|DATE||Mid Edo period, 18th century|
A russet iron (tetsu sabiji) sixty-two plate kabuto, each mounted with twenty-five small tapered standing rivets (ko-boshi) of decreasing size. The front plate, larger than the others, is fitted with two lines of rivets, while the rear one is left empty, for a total of 1.550 rivets.
The typical “Saotome-byo” is visible under this lining: an extra rivet which is almost an additional signature of the Saotome armorers.
The five-stage shikoro (neck protection) is slightly curved on the shoulder (hineno shape) and is fitted with large lacquered fukigaeshi.

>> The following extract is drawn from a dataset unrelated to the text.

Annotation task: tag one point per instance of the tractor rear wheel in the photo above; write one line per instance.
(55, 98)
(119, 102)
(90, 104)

The Saotome school takes its name from the village in the Hitachi province where it originated. According to the Meiko Zukan, the most important antique manuscript about Japanese armors, it was founded by Ietada, a samurai at the service of the Tagaya clan who started this activity after he became a ronin. The Tagaya clan were stripped of their 60,000 koku holdings after the Sekigahara battle due to their defection to the Uesugi clan, so it is probably after 1600 that Ietada founded the Saotome school, even if it is unclear how he managed to learn such skill in manufacturing helmets. The school remained active until the end of the 18th century, producing some of the finest samurai helmets.